Herbert Smith Freehills

Herbert Smith Freehills

Herbert Smith Freehills

The law firm Herbert Smith Freehills has a lengthy association with Yell/hibu, having provided advice on multiple key events in the company’s history. 


One of its partners, Ben Ward, advised on the purchases of TPI and TransWestern in the mid-2000's which saddled the group with very high levels of debt. Both Ben Ward and another HSF partner, Kevin Pullen, also “advised Yell on its 2009 £4 billion debt restructuring, including its £660 million placing and open offer; and its 2013 £2.3 billion debt and corporate restructuring”, according to their career profiles.

 

HSF also appear on the Yell ‘2009 Lenders list’ in exhibit B of The Eastern New York Bankruptcy Court Case Nos. 14-70323 (REG) the contact details of Ben Ward and Kevin Pullen shown, although the amount of debt they held (or were responsible for) is not listed. 


The price of secondary debt had fallen to about 30% of its face value when restructuring discussions commenced in May 2012, to which HSF (as Yell’s lawyers) would have been party. All the restructuring options under discussion then were also intended to benefit the Lenders in particular, or the Lenders would never have agreed to them. So, it is reasonable to conclude that HSF had an interest in the outcome of the restructuring above those of their professional capacity as advisors to hibu PLC.


Indeed, HSF were advising the directors, while also in a position to apply pressure on them as Lenders.


When hibu shares were suspended on 25 July 2013, hSG pressed for an EGM to challenge the outcome of the restructuring discussions, and obtained enough support for hibu to announce on 23 October 2013 that one would be convened. hSG had requested that resolutions be included that would allow 10 shareholder representatives to be added to the hibu Board if elected.


On the same day, 23 October 2013, HSF sent threatening letters to each of the shareholders who were up for election as directors of hibu, warning that “Absent a successful restructuring…You should not under-estimate the adverse reaction which you will face from creditors…” In that letter, they also asked that further details of the proposed directors be sent to Ben Ward at HSF.


On 6 November 2013, a circular from hibu to shareholders then announced that the EGM was due to take place on 4 December 2013. But it contained a further threat, this time to all shareholders, that hibu plc would be put in administration if the hSG-nominated directors were likely to be elected. 

On 27 November 2013, just one week before the EGM, the Board of Directors then carried out their threat and put hibu plc into administration. Although the shareholder representatives were then legitimately voted in at the ensuing EGM, the administrators from Deloitte refused to recognise them.


The selected restructuring option therefore went through unchallenged and, under its terms, Lenders had their debt holdings written down by 35% from £2.3 billion to £1.5 billion but assumed 100% ownership of the company whereas shareholders were eliminated completely. 

Every £1000 of debt (face value) had been worth about £300 prior to the restructuring on the secondary debt market.
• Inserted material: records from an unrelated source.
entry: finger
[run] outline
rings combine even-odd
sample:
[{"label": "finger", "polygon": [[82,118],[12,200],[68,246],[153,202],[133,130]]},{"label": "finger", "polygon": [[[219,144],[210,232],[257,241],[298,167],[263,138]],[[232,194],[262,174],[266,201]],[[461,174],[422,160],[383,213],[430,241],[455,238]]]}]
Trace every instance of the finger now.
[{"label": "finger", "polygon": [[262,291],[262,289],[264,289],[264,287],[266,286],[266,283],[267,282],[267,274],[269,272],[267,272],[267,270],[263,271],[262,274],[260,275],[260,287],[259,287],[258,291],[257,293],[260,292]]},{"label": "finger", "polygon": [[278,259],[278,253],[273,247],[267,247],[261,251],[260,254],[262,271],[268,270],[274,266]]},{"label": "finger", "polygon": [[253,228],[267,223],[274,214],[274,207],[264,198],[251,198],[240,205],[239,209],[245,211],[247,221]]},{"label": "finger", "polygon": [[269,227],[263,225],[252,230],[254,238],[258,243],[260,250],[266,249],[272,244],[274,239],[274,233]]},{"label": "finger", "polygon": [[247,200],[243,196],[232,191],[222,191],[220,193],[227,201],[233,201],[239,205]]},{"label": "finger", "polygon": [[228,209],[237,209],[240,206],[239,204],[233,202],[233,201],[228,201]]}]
However, after the restructuring went through, with the company in effect re-financed, it would have had a face value of £650 (i.e 1.5/2.3 * £1000) in the newly ‘restructured’ hibu and been worth something close to that figure. 


The inference of this is that the value of the debt holding would probably have doubled as a result of the restructuring and explains why it would have been so attractive to many ‘vulture funds’ which hSG believes bought large amounts of discounted debt to become the ultimate owners of the company. 

HSF had already earned substantial fees for providing legal advice to hibu and dealing with all communications to shareholders. Any debt held by HSF also stood to increase significantly in value mitigating the loss which they would have incurred as ‘Lenders’ under the 2009 facility. 


hSG believes that there was therefore a conflict of interest in the actions taken by Herbert Smith Freehills. Their unwarranted threats towards shareholders were unprofessional and, in our view, completely unacceptable from a legal firm of HSF’s standing. We feel that they should be carefully investigated, and that paperwork relating to the minutes of meetings etc, will be more readily available at their premises.


The series of threatening letters highlights the conflict of interest inherent in ostensibly representing the directors of hibu PLC, while privately being a hibu debt holder. It begs the question, on behalf of which creditor(s) the series of ‘threatening’ letters was really being written, given that two partners at HSF were shown on the Yell 2009 Lenders list.